How to View the Footage Today
If you’re looking to piece together the events of that night, you won't find a single "assassination clip." Instead, you have to look at the synchronized archives.
💡 You might also like: Why the Recent Snowfall Western New York State Emergency Was Different
- Newsreel Compilations: Major archives like Getty and the Associated Press have digitized the "aftermath" reels. These show the transition from the victory speech to the chaos in the hall.
- Documentary Restorations: Modern documentaries use AI upscaling to make the grainy 16mm film clearer, though it remains fragmented.
- The Pruszynski Audio Overlay: Some researchers have synced the Pruszynski audio tape with the silent still photos taken by Bill Eppridge and Boris Yaro to create a "virtual" timeline of the shooting.
Basically, the "video" is a jigsaw puzzle.

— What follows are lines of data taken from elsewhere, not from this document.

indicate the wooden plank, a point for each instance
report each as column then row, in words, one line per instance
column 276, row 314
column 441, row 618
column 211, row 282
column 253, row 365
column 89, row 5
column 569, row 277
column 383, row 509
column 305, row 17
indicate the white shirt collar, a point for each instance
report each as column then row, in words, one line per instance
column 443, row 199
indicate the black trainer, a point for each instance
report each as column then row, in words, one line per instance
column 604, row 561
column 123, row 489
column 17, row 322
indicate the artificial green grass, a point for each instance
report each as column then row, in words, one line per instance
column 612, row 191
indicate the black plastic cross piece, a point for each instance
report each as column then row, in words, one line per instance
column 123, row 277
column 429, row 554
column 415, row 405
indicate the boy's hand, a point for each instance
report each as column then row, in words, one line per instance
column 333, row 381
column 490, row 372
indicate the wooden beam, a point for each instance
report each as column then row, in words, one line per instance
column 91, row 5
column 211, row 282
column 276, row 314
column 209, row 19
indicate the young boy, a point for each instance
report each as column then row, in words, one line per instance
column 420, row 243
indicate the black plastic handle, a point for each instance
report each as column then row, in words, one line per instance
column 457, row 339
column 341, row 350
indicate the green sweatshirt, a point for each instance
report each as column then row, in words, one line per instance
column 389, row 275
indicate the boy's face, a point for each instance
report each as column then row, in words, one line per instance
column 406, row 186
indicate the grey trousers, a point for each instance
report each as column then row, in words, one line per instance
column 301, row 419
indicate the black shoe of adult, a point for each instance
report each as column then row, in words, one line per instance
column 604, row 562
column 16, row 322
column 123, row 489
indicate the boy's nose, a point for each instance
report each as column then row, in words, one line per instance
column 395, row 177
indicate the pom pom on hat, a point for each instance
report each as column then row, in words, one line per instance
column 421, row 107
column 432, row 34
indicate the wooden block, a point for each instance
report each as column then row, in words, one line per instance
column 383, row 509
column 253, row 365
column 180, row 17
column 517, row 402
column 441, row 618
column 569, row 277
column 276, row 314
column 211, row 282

We see the before. We see the after. The "during" is a gap filled only by the sounds of a .22 caliber pistol and the screams of a crowd.
Actionable Insights: Digging Deeper Into the Records
If you're a history buff or a researcher trying to find the most accurate version of events, don't just look for a single YouTube clip. Most of those are edited for drama.
- Visit the California State Archives: They hold the bulk of the LAPD’s "Rfk Investigation" files, including thousands of photographs that haven't been turned into viral videos.
- Study the Acoustics: If you want to understand the "second shooter" theory, look for the "Van Praag Acoustic Analysis." It’s the technical backbone of the modern debate over the pantry layout.
- Check Primary Sources: Read the witness statements of Juan Romero and Boris Yaro. Their first-hand accounts provide the "color" that the grainy black-and-white footage lacks.
The search for a bobby kennedy assassination video often leads down a rabbit hole of "what ifs." While the lack of a "Zapruder film" for RFK has allowed myths to grow, the records we do have—the audio, the frantic newsreels, and the iconic still photos—tell a story of a moment that changed American politics forever.